Background and Motivation

In this section we will discuss the concept of image augmentation in general. In particular we will introduce some terminology and useful definitions.

What is Image Augmentation?

The term data augmentation is commonly used to describe the process of repeatedly applying various transformations to some dataset, with the hope that the output (i.e. the newly generated observations) bias the model towards learning better features. Depending on the structure and semantics of the data, coming up with such transformations can be a challenge by itself.

Images are a special class of data that exhibit some interesting properties in respect to their structure. For example the dimensions of an image (i.e. the pixel) exhibit a spatial relationship to each other. As such, a lot of commonly used augmentation strategies for image data revolve around affine transformations, such as translations or rotations. Because images are so popular and special case of data, they deserve their own sub-category of data augmentation, which we will unsurprisingly refer to as image augmentation.

The general idea is the following: if we want our model to generalize well, then we should design the learning process in such a way as to bias the model into learning such transformation-equivariant properties. One way to do this is via the design of the model itself, which for example was idea behind convolutional neural networks. An orthogonal approach to bias the model to learn about this equivariance - and the focus of this package - is by using label-preserving transformations.

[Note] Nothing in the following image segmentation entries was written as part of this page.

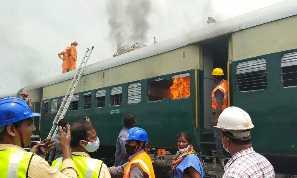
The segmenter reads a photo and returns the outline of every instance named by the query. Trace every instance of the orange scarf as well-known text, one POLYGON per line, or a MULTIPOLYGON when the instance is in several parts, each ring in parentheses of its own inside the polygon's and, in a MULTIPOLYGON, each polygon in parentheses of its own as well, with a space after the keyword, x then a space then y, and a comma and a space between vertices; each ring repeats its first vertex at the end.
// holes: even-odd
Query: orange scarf
POLYGON ((172 159, 172 162, 171 163, 172 164, 172 169, 171 171, 172 171, 175 169, 178 163, 183 160, 184 157, 191 154, 195 154, 197 156, 198 155, 197 152, 193 148, 193 146, 192 144, 190 146, 190 149, 188 151, 183 153, 179 151, 178 151, 172 159))

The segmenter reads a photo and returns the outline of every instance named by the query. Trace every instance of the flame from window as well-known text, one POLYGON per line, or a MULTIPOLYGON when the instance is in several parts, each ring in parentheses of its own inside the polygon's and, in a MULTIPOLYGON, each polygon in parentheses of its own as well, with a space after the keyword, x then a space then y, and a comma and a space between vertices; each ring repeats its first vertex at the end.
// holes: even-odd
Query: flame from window
POLYGON ((173 83, 170 87, 173 99, 188 98, 190 90, 189 76, 173 79, 173 83))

Label-preserving Transformations

Before attempting to train a model using some augmentation pipeline, it's a good idea to invest some time in deciding on an appropriate set of transformations to choose from. Some of these transformations also have parameters to tune, and we should also make sure that we settle on a decent set of values for those.

What constitutes as "decent" depends on the dataset. In general we want the augmented images to be fairly dissimilar to the originals. However, we need to be careful that the augmented images still visually represent the same concept (and thus label). If a pipeline only produces output images that have this property we call this pipeline label-preserving.

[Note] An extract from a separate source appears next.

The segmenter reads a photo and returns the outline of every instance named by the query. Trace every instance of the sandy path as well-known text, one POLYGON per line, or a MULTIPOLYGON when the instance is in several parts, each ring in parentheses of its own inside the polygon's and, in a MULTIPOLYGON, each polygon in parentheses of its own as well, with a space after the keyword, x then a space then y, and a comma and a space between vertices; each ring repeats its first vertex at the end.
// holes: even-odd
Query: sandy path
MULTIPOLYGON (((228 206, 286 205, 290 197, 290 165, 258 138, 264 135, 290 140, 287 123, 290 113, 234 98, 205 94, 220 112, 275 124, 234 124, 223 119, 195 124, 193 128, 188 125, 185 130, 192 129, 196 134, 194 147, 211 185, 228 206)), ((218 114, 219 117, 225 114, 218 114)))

Example: MNIST Handwritten Digits

Consider the following example from the MNIST database of handwritten digits [MNIST1998]. Our input image clearly represents its associated label "6". If we were to use the transformation Rotate180 in our augmentation pipeline for this type of images, we could end up with the situation depicted by the image on the right side.

using Augmentor, MLDatasets
input_img  = MNIST.convert2image(MNIST.traintensor(19))
output_img = augment(input_img, Rotate180())
Input (input_img)Output (output_img)

To a human, this newly transformed image clearly represents the label "9", and not "6" like the original image did. In image augmentation, however, the assumption is that the output of the pipeline has the same label as the input. That means that in this example we would tell our model that the correct answer for the image on the right side is "6", which is clearly undesirable for obvious reasons.

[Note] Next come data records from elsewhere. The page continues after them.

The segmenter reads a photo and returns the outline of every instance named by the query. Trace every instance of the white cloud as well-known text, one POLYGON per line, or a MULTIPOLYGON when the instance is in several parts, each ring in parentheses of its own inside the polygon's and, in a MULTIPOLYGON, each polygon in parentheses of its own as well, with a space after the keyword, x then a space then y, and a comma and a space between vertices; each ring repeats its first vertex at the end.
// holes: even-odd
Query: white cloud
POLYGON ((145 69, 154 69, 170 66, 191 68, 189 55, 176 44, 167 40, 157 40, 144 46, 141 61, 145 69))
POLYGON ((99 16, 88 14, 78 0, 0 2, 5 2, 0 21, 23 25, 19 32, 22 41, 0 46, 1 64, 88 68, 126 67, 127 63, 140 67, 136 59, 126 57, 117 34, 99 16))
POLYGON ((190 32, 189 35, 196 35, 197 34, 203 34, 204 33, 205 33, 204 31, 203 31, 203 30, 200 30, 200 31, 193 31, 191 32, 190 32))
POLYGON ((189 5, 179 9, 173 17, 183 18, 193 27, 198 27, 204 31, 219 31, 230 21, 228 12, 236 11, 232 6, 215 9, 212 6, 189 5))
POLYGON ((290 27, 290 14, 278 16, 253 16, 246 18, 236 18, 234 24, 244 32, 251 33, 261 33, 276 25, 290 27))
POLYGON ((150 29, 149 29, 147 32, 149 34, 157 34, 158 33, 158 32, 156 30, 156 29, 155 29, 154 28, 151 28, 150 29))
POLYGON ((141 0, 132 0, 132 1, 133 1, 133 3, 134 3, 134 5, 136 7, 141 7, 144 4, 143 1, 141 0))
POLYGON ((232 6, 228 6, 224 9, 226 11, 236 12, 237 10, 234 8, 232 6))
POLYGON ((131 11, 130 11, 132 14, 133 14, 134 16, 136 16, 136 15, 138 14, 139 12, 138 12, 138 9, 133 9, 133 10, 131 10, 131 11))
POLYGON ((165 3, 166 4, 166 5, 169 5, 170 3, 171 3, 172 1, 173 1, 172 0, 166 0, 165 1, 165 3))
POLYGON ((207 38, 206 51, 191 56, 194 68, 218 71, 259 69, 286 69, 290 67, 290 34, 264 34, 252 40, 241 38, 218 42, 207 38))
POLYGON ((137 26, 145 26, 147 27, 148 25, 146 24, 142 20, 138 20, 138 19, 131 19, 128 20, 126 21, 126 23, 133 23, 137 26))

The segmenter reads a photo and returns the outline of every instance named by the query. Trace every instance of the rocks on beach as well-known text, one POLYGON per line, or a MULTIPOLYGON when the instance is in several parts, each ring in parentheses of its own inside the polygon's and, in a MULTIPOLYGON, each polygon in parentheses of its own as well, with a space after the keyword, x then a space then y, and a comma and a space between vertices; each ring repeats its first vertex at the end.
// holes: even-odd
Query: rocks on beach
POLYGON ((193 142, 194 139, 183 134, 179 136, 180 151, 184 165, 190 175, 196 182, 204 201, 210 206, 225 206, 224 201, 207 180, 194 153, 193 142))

Thus, for the MNIST dataset, the transformation Rotate180 is not label-preserving and should not be used for augmentation.

Example: ISIC Skin Lesions

On the other hand, the exact same transformation could very well be label-preserving for other types of images. Let us take a look at a different set of image data; this time from the medical domain.

The International Skin Imaging Collaboration [ISIC] hosts a large collection of publicly available and labeled skin lesion images. A subset of that data was used in 2016's ISBI challenge [ISBI2016] where a subtask was lesion classification.

Let's consider the following input image on the left side. It shows a photo of a skin lesion that was taken from above. By applying the Rotate180 operation to the input image, we end up with a transformed version shown on the right side.

using Augmentor, ISICArchive
input_img  = get(ImageThumbnailRequest(id = "5592ac599fc3c13155a57a85"))
output_img = augment(input_img, Rotate180())
Input (input_img)Output (output_img)

After looking at both images, one could argue that the orientation of the camera is somewhat arbitrary as long as it points to the lesion at an approximately orthogonal angle. Thus, for the ISIC dataset, the transformation Rotate180 could be considered as label-preserving and very well be tried for augmentation. Of course this does not guarantee that it will improve training time or model accuracy, but the point is that it is unlikely to hurt.

  • MNIST1998LeCun, Yan, Corinna Cortes, Christopher J.C. Burges. "The MNIST database of handwritten digits" Website. 1998.
  • ISIC
  • ISBI2016Gutman, David; Codella, Noel C. F.; Celebi, Emre; Helba, Brian; Marchetti, Michael; Mishra, Nabin; Halpern, Allan. "Skin Lesion Analysis toward Melanoma Detection: A Challenge at the International Symposium on Biomedical Imaging (ISBI) 2016, hosted by the International Skin Imaging Collaboration (ISIC)". eprint arXiv:1605.01397. 2016.